Learned Error Matching in the Anterior Cingulate Cortex

Joshua W. Brown, Todd S. Braver
Washington University
Department of Psychology
Campus Box 1125
St. Louis, MO, 63130-4899, USA

 

The anterior cingulate cortex (ACC) and related medial wall play a critical role in recruiting cognitive control. However, it is unclear how ACC acquires selective error or conflict effects, particularly when these depend on task context. We propose a new error-matching hypothesis of ACC function: the ACC response to a given task condition is proportional to the perceived likelihood of an error in that condition. Since conflict generally leads to greater error likelihood, conflict-detection is a special case predicted by the error-matching hypothesis.
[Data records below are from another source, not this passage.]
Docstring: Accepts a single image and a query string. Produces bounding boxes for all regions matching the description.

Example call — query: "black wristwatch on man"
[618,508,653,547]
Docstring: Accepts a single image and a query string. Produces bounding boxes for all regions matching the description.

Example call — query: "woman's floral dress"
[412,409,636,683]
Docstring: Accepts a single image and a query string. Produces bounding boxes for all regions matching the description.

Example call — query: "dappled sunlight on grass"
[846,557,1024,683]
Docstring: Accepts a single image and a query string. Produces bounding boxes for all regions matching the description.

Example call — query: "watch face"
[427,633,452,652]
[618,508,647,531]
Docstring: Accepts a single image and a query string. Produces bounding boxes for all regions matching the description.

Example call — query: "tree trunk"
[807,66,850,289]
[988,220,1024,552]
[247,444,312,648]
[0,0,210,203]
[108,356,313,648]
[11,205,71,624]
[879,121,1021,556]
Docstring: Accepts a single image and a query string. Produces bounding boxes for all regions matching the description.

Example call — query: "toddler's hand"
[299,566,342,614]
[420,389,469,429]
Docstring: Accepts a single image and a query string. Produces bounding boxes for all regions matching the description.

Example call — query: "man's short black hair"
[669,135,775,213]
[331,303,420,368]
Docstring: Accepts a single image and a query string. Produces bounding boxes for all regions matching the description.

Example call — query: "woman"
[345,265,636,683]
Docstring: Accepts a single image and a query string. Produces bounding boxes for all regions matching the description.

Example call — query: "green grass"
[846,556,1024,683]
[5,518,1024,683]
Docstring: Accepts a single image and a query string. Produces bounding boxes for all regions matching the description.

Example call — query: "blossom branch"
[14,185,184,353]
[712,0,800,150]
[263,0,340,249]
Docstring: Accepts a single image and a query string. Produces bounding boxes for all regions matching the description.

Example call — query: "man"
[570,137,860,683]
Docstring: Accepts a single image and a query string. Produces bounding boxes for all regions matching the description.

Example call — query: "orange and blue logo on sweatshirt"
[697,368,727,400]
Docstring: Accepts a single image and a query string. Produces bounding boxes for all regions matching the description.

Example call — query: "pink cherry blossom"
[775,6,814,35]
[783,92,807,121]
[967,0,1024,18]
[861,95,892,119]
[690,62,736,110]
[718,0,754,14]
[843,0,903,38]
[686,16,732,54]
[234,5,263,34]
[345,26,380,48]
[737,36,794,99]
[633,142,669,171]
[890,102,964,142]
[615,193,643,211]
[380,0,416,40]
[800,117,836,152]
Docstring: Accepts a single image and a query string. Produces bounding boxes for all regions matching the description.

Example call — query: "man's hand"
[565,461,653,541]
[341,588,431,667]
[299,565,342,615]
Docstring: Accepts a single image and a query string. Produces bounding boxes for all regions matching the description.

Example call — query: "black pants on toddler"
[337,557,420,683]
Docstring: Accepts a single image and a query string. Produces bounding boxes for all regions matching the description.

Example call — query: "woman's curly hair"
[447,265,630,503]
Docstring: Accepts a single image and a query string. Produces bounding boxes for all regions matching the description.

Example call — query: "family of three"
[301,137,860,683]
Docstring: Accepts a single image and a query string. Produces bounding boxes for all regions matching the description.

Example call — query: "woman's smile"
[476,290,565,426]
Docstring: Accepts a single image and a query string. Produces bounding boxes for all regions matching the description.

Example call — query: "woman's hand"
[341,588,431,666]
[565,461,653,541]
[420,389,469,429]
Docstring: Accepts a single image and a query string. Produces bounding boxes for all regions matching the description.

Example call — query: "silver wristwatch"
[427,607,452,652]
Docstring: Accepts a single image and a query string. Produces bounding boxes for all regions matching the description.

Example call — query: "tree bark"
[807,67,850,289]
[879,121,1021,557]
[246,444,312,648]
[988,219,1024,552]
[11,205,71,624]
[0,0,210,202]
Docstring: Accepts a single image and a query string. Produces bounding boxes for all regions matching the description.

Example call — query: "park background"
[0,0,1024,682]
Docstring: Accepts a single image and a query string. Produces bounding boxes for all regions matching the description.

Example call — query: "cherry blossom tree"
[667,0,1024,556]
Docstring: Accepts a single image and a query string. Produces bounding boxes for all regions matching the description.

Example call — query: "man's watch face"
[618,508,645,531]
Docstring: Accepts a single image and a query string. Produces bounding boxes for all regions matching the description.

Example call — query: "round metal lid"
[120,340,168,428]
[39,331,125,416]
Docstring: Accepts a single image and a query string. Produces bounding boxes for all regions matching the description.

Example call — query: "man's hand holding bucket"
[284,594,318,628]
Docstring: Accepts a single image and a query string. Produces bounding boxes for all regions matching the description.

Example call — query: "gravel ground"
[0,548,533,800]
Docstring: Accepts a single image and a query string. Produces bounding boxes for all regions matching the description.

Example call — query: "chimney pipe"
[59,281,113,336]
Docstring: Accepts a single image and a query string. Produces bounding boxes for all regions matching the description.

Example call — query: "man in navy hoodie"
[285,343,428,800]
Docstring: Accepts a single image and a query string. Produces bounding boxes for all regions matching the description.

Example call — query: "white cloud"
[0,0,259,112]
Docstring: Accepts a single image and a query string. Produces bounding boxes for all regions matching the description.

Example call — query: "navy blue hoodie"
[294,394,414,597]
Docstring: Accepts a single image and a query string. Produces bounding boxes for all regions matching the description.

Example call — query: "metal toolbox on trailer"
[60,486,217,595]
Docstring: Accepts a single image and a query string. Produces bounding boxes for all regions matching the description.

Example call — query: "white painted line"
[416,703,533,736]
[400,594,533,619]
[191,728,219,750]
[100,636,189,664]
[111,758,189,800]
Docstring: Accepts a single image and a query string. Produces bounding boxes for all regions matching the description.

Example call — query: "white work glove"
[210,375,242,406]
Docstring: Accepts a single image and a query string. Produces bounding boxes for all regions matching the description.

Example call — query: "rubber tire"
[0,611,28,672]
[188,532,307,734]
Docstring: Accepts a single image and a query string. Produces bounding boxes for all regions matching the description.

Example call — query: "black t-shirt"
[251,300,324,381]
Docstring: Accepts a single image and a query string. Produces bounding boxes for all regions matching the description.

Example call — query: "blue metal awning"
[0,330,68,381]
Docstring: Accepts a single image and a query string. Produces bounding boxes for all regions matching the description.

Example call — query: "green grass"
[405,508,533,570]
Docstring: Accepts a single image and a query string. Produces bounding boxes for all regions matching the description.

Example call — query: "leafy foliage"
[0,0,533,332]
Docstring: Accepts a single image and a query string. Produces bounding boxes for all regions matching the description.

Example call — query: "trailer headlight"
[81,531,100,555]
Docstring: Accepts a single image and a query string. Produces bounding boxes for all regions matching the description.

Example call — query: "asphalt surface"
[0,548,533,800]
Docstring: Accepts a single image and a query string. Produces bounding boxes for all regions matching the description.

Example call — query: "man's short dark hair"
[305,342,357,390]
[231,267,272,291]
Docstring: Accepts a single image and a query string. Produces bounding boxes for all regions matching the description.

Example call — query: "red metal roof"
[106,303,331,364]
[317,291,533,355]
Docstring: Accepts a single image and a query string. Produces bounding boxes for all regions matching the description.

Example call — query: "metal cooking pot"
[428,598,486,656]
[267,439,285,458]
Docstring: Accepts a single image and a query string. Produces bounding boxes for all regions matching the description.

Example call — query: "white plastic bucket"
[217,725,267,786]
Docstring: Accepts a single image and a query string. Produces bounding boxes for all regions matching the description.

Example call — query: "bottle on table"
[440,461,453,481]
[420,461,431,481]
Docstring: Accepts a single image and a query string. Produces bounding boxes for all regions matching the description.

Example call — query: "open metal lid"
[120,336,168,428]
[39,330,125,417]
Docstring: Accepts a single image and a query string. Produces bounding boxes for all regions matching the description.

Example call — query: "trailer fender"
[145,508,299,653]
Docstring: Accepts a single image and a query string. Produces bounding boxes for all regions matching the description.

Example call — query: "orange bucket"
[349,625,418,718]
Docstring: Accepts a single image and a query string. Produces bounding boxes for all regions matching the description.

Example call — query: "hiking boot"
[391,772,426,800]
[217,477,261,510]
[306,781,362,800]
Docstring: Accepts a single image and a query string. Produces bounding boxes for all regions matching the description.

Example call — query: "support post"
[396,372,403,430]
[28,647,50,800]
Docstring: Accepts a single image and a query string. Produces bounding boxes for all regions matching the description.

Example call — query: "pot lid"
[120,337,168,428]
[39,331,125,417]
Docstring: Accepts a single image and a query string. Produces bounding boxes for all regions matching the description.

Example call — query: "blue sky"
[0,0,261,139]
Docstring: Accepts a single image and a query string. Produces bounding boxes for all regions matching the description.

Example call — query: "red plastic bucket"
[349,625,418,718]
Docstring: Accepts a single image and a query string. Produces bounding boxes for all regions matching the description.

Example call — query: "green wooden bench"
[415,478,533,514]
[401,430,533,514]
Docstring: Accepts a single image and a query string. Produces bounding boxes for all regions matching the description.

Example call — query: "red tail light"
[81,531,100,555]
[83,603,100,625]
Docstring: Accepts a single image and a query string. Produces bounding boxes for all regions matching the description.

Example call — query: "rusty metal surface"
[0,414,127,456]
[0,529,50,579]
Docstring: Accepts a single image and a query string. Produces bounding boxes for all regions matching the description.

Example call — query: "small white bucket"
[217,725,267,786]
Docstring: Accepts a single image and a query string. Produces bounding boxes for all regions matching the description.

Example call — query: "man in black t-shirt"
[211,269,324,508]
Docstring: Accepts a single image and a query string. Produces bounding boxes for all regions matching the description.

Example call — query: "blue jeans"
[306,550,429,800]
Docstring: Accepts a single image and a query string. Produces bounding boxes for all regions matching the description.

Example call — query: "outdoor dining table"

We used computational models to simulate both the error-matching hypothesis and the conflict hypothesis in the context of a modified stop-signal task. Having fit both models to corresponding human behavioral data, we show that the models make competing predictions regarding ACC effects. In particular, only the error-matching model predicts greater ACC response for trials in which errors are more likely, even despite the absence of response conflict or actual errors in a given trial. We tested the competing simulation predictions with an fMRI study of the same task. The fMRI results reveal ACC effects of error-likelihood, even in the absence of conflict or errors. Furthermore, we found evidence that dopaminergic reinforcement signals train performance monitoring and cognitive control mechanisms in the ACC and related medial wall areas. Overall, these results support a new and more general error-matching theory of ACC function based on reinforcement learning, of which conflict and error detection are special cases, and they suggest a clearer link between reinforcement learning and cognitive control.